Pairing: None
Rating: PG-13 (T)
Disclaimer: There'd be plenty of things that would be different if I owned Supernatural.
Spoilers: Watch season 8.
Summary: The first dawn since he's come topside almost goes unnoticed.
Notes: Prompt dawn. Unbetaed.


The first dawn since he's come topside almost goes unnoticed as a weak, austere light slips into the sky. Dean leans up against a tree trunk, cradling his forearm, attempting futily to catch a catnap. He's shaking with exhaustion, adrenaline, and the weird, pulsing energy he can feel just squirming around under his skin if he thinks about it too much and too long. He wants nothing more than to get out of this fucking forest; it doesn't matter that it's Maine and not some fucked up plane of nightmarish existence, this many trees will forever remind him of that place and he can't get further away. He can't truly believe he's out until he feels concrete under his feet. Stumbling, however, through the underbrush, he'd known he didn't have the strength to make it out without resting for the night. It didn't matter anyway; there was nothing in these woods that could compare to the horrors he'd slept amongst for the last however the hell long.

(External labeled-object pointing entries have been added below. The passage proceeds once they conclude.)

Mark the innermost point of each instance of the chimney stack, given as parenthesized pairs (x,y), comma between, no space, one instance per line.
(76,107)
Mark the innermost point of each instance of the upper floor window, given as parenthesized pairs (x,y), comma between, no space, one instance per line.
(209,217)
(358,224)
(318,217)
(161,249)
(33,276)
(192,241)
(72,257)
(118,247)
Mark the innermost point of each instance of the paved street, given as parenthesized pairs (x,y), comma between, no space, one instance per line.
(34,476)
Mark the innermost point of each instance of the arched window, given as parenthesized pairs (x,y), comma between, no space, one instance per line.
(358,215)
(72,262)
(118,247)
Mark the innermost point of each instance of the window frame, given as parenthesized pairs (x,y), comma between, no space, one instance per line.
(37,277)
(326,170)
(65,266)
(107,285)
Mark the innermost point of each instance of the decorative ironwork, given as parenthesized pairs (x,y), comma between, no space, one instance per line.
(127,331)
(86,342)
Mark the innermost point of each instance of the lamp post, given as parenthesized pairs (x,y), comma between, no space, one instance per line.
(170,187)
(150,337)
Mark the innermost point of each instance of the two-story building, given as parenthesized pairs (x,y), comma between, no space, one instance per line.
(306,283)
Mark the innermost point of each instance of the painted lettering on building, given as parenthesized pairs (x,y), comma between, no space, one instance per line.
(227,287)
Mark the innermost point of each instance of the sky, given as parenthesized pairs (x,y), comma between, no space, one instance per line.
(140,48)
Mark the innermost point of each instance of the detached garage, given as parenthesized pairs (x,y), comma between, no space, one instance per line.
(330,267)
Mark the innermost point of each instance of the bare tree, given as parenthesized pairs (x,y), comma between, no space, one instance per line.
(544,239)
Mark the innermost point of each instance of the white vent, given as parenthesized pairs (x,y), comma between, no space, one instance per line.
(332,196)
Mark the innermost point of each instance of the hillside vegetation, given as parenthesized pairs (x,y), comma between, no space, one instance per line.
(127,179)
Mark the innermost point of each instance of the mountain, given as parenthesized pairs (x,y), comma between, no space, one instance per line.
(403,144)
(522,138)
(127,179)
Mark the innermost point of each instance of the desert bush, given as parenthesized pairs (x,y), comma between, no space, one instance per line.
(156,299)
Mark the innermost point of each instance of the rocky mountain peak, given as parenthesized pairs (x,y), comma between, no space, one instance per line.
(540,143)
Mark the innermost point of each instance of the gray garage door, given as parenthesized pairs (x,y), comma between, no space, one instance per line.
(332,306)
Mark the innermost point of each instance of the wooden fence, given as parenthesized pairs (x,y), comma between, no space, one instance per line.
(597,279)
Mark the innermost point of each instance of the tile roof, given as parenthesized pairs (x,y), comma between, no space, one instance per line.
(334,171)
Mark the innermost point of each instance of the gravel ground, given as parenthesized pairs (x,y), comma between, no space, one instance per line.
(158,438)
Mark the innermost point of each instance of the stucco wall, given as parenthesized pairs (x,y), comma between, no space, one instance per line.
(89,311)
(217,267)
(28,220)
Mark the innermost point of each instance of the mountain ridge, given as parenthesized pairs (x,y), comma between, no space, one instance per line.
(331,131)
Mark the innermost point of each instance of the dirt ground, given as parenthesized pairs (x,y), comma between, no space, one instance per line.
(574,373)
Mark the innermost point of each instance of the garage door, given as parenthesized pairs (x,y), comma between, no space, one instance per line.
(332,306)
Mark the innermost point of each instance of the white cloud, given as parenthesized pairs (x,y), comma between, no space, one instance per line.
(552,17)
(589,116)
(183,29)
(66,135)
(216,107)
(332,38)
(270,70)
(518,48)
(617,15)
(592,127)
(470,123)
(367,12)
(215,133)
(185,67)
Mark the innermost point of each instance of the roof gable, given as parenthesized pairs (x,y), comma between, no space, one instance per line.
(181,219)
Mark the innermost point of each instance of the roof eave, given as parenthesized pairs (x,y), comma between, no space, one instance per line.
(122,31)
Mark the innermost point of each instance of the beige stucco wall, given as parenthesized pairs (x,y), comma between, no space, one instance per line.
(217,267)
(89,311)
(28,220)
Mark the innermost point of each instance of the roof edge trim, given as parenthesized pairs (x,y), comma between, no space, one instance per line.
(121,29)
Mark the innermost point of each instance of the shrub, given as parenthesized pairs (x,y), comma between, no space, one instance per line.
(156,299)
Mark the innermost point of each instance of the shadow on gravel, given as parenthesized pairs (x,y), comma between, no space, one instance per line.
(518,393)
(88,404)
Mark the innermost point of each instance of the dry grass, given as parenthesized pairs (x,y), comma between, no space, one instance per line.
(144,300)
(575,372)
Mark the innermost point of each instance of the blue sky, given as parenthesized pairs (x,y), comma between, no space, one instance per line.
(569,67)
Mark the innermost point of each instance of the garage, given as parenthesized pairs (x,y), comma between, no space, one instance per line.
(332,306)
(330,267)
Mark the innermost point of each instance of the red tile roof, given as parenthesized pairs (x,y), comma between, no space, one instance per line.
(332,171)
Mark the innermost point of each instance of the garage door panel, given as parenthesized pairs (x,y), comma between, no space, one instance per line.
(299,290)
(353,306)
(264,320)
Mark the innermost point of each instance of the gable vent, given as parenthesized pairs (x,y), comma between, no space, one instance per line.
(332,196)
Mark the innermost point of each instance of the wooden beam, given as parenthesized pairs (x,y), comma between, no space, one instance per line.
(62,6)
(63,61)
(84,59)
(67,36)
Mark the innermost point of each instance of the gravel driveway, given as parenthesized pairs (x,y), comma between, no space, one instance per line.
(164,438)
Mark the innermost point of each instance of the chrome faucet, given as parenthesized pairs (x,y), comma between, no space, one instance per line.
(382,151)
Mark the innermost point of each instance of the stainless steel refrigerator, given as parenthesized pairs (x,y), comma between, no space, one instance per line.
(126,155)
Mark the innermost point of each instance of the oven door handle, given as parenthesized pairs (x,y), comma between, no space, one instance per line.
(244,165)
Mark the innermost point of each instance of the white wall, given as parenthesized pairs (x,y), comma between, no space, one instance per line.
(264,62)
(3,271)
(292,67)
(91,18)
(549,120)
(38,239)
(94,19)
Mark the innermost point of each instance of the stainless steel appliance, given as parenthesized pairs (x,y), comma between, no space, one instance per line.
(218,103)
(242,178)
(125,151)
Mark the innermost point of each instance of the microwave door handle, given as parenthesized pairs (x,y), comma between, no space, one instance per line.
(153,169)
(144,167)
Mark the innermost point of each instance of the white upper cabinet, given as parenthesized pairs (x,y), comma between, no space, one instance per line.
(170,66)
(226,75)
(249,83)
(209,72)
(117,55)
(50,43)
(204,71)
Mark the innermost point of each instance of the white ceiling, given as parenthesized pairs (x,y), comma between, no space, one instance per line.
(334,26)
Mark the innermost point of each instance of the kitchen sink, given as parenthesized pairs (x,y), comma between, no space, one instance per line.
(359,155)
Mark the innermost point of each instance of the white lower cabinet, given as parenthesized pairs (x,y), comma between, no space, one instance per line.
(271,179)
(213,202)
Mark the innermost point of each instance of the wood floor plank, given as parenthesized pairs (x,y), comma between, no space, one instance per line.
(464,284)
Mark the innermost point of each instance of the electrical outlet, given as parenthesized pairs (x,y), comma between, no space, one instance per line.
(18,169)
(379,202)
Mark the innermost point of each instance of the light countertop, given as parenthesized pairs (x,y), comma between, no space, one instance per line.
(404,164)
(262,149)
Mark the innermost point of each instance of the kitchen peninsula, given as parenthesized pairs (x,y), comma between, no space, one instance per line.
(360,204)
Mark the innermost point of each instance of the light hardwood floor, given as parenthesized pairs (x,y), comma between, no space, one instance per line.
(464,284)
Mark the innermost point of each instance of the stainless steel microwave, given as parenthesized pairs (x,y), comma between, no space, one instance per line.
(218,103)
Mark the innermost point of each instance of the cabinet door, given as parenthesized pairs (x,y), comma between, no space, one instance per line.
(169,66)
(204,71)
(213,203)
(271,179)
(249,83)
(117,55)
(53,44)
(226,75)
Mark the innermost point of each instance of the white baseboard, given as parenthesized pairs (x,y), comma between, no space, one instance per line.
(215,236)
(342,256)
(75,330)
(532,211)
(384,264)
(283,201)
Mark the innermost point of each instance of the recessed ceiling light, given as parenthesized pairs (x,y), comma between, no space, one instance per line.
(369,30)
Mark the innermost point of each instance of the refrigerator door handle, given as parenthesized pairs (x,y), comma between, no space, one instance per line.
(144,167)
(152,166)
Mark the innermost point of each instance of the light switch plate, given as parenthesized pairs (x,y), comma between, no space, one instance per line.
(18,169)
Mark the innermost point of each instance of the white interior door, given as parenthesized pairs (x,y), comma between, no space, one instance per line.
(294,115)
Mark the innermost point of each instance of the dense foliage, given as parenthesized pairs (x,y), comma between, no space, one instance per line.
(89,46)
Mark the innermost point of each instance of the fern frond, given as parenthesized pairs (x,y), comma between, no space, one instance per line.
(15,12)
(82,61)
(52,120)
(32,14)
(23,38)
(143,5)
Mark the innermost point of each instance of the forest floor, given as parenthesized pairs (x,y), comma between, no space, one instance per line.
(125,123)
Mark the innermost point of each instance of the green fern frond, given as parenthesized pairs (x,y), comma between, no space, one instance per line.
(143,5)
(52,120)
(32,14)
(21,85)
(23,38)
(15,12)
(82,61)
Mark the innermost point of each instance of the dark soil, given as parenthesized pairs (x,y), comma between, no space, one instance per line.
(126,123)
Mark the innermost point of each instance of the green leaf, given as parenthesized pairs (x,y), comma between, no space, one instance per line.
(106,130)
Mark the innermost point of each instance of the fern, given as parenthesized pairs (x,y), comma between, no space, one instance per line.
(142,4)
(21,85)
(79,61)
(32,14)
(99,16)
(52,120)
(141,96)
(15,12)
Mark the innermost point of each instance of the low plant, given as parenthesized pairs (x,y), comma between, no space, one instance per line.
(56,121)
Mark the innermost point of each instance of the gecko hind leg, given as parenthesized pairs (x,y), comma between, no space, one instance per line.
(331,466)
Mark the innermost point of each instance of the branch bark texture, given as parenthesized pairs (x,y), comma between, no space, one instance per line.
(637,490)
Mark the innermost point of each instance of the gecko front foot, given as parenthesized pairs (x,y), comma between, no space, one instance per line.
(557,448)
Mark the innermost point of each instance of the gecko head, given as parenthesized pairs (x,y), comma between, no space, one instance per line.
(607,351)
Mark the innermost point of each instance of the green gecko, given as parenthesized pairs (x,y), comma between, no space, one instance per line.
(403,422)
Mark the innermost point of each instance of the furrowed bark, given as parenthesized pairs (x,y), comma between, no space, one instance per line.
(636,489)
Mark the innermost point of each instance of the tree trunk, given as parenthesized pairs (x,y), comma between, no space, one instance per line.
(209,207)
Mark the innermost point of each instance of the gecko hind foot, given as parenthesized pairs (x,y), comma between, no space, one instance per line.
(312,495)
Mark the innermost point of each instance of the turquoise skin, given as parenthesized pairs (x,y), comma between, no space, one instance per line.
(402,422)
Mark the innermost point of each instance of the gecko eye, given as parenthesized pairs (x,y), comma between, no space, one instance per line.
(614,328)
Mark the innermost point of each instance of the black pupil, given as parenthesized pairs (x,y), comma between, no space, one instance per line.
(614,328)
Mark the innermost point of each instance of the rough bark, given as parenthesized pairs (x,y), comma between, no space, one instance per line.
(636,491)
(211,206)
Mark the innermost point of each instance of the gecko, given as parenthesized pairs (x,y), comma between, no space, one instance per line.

In the sort of hazy, shivery way of the chronically sleep-deprived he realizes the light is growing stronger and watches it paint pale strokes across the textured humus of the forest floor. Lighter yet heavier. It wraps sensuously around the leaves, twigs, pinecones, and other detritus cushioning his seat. Little divots and hollows and squiggles of increasingly yellow light suffused with a sort of warmth he'd dreamed about, had nightmares about.

He feels his muscles abort a swallow when he comes to the realization that the sun, the goddamned sun, is actually on the rise. The back of his tongue remains a stubborn knot in his throat but he manages to clumsily fling an arm out into the bright contours of daybreak. His tongue loosens up with a little choking snort when it hits him that he's going to feel actual sunlight on his skin and in the time it takes him to register the thought, the back of his hand has electrified. The light there hadn't been anything like this. Day never seemed to blossom beyond watery twilight there and there had been no life, no heat in that chilly illumination. But here… he couldn't even contain his delirious laughter if he tried. Any thoughts of his plans - to find his way to Louisiana, to track down his brother, to slide against his baby's supple leather, to pointedly avoid thinking about the man whose faltering hand was the last warmth his skin had felt – fall to the wayside as he watches the goosebumps rise on his flesh under the caress of a warm star hanging on the edge of morning on solid earth, and he laughs like a maniac.